Having already explained the basics regarding TSA’s shot location data (and how these principles can be used to make players score more goals), we will now take you one step further to understanding the details in our daily work with professional football players.
In this blog post we will explain the holy grail of shot location data in TSA. More accurate, we will explain how we calculate a player’s effectiveness in finishing in the box. We use a number, which we have named OP-X.
Before this, another term is crucial to understand. That is the term Goal Box Area. The Goal Box Area is marked with red on “The Pitch” below. Generally seen, 70 % of all goals get scored from The Goal Box Area in open play(see the blog post Shot Location Part 1 & Part 2, for the data that confirms this).
We calculate how many shots a player in average uses to score a goal in open play from The Goal Box Area. That is OP-X.OP-X is short for “Open Play in Goal Box”.
Open play is (with a few exceptions) defined as being more than 20 seconds after the latest set-piece-situation executed by the attacking team.
Why? It makes little sense to measure the overall shots per goal for a player, which is the general tendency in for example the sports media. It makes more sense to measure shots per goal (in open play) in the very area, where most goals actually get scored.
Furthermore, it is an advantage to use OP-X when working with a player on a daily basis.
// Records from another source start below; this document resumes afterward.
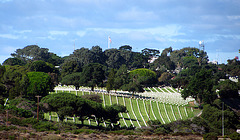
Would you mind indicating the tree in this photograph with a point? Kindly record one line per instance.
(14, 61)
(84, 56)
(64, 104)
(92, 75)
(42, 66)
(39, 84)
(114, 58)
(2, 87)
(92, 97)
(125, 47)
(110, 80)
(150, 52)
(72, 79)
(228, 89)
(112, 112)
(70, 65)
(133, 87)
(98, 56)
(143, 76)
(200, 87)
(165, 61)
(121, 77)
(164, 78)
(177, 56)
(15, 81)
(212, 114)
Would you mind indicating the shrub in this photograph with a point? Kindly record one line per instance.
(235, 136)
(44, 126)
(19, 112)
(210, 136)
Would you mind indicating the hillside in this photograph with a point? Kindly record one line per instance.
(27, 132)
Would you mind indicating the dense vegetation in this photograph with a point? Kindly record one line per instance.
(32, 71)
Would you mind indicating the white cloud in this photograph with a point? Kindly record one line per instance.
(23, 31)
(81, 33)
(135, 14)
(58, 32)
(168, 30)
(9, 36)
(4, 1)
(235, 17)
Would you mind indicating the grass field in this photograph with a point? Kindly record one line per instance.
(140, 111)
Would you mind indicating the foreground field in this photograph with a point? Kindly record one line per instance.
(142, 108)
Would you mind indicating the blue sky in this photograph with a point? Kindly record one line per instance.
(155, 24)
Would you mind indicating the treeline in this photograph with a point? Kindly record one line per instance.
(35, 71)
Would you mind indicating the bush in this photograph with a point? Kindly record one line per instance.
(160, 131)
(210, 136)
(17, 121)
(234, 136)
(19, 112)
(85, 131)
(44, 126)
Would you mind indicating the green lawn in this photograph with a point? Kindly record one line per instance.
(155, 108)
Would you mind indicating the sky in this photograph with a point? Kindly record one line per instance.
(62, 25)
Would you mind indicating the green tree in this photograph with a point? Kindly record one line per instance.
(212, 114)
(70, 65)
(200, 87)
(133, 87)
(64, 104)
(125, 47)
(121, 77)
(228, 89)
(112, 112)
(177, 56)
(15, 81)
(14, 61)
(110, 80)
(72, 79)
(114, 58)
(92, 75)
(41, 66)
(150, 52)
(2, 87)
(39, 84)
(143, 76)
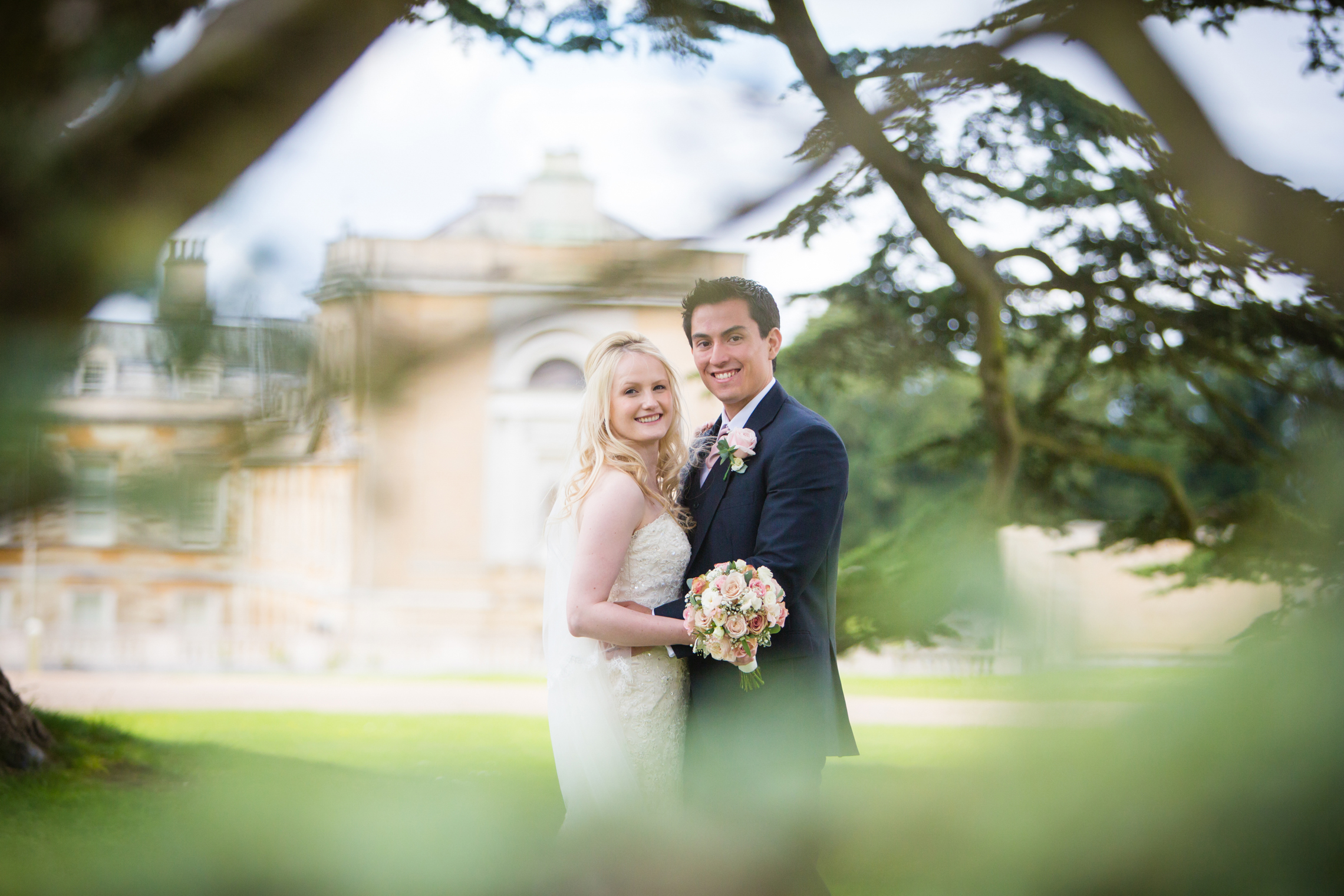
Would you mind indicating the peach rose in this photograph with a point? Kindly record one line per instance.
(736, 627)
(733, 586)
(742, 442)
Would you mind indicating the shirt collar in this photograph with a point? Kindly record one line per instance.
(745, 414)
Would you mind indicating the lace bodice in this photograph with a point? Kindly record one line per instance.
(651, 688)
(654, 565)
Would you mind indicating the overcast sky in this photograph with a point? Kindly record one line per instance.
(423, 124)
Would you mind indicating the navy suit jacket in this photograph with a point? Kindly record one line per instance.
(783, 512)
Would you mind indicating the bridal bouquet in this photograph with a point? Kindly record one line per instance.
(733, 610)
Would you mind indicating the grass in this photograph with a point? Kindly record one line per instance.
(167, 802)
(1119, 684)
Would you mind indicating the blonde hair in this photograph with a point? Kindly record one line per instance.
(600, 446)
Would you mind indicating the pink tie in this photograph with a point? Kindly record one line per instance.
(713, 457)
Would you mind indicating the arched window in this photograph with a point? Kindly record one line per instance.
(557, 374)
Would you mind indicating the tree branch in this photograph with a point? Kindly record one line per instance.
(1147, 468)
(111, 191)
(1297, 225)
(795, 28)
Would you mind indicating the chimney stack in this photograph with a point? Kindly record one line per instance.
(183, 295)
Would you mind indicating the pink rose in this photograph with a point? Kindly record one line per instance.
(736, 627)
(733, 586)
(742, 442)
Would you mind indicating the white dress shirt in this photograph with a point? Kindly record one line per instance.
(738, 422)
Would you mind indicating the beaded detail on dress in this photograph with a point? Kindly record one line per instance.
(652, 688)
(654, 565)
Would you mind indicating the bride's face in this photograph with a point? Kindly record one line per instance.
(641, 399)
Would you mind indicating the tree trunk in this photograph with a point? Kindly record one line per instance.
(23, 740)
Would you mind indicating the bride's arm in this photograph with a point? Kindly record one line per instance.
(611, 515)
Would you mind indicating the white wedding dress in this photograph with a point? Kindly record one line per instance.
(617, 722)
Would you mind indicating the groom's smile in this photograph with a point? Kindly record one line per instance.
(732, 354)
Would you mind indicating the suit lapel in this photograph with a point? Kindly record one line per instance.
(717, 485)
(709, 503)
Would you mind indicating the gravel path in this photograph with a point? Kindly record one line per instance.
(126, 691)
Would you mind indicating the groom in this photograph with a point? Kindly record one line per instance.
(784, 511)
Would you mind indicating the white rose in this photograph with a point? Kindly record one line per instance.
(734, 586)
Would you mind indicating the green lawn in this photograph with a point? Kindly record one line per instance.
(169, 802)
(1119, 684)
(230, 802)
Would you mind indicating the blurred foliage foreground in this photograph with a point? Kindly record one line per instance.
(1230, 786)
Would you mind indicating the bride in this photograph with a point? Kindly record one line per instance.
(616, 550)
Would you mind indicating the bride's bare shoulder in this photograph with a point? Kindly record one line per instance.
(615, 496)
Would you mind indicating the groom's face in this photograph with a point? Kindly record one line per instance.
(732, 355)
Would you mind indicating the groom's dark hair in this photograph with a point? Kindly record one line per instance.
(711, 292)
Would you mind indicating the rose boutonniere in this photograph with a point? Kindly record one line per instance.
(734, 448)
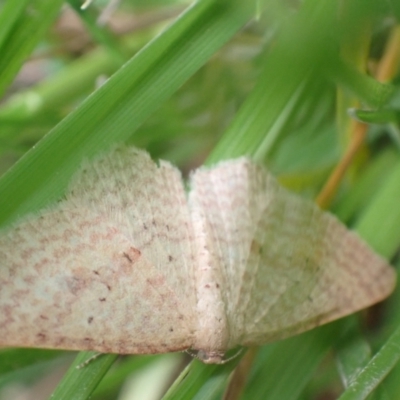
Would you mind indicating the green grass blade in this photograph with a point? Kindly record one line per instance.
(114, 112)
(80, 380)
(28, 29)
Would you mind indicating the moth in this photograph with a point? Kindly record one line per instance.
(129, 263)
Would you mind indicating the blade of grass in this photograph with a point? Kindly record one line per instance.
(29, 26)
(80, 380)
(115, 111)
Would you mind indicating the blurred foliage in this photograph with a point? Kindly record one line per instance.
(197, 83)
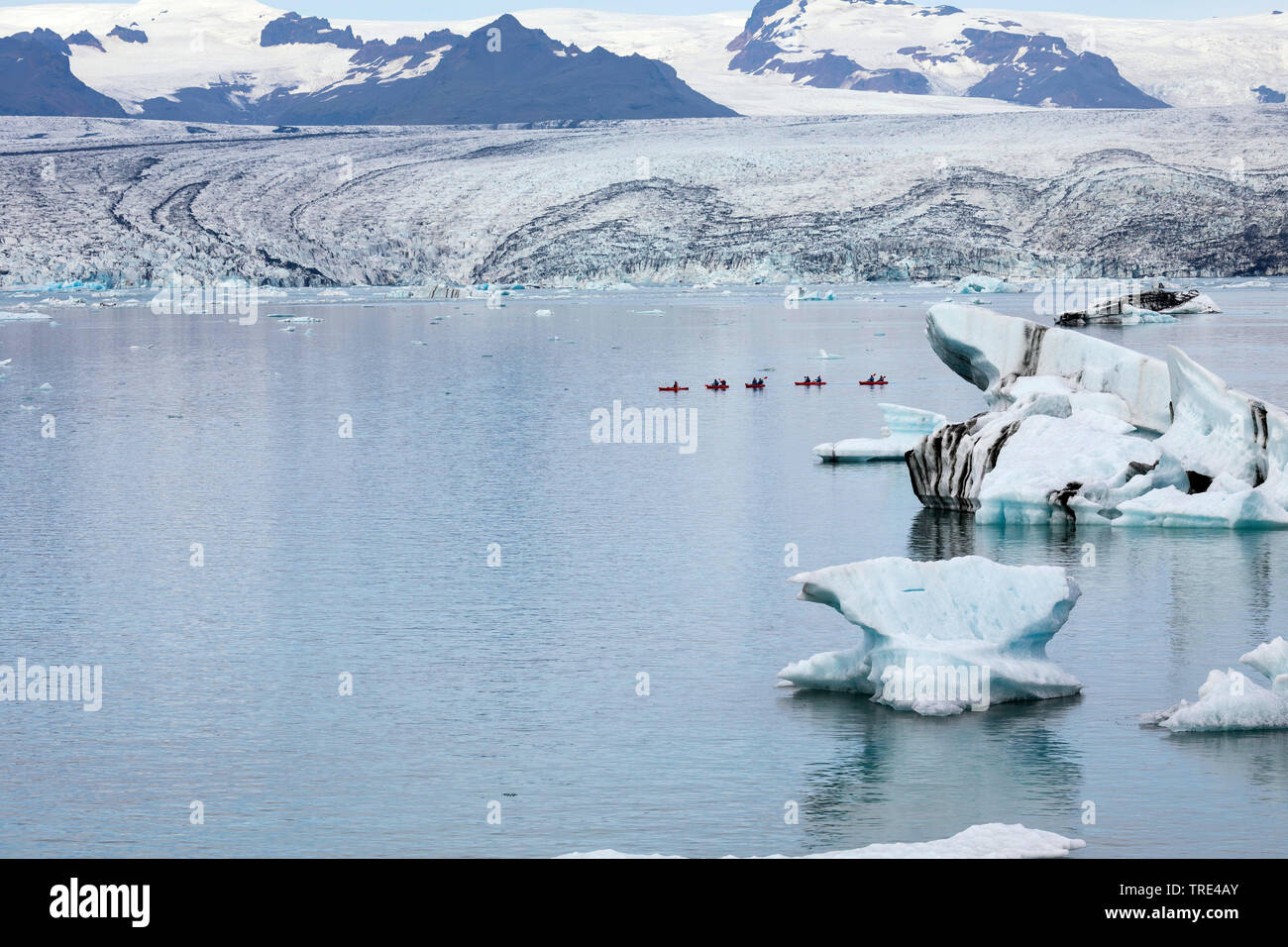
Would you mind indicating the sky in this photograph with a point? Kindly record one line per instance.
(468, 9)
If a player aims to lower his OP-X, he will automatically try to take shots from The Goal Box Area, where most goals scored.
Summarizing, OP-X is a number, which indicates how many shots a specific player in average uses score a goal in open play from The Goal Box Area. Therefore, the lower OP-X, the better.
Robert Lewandowski, who recently was honored with the title as the best player in world, has 3,0 in OP-X. But the next generation is coming. Ansu Fati’s OP-X is 2,3.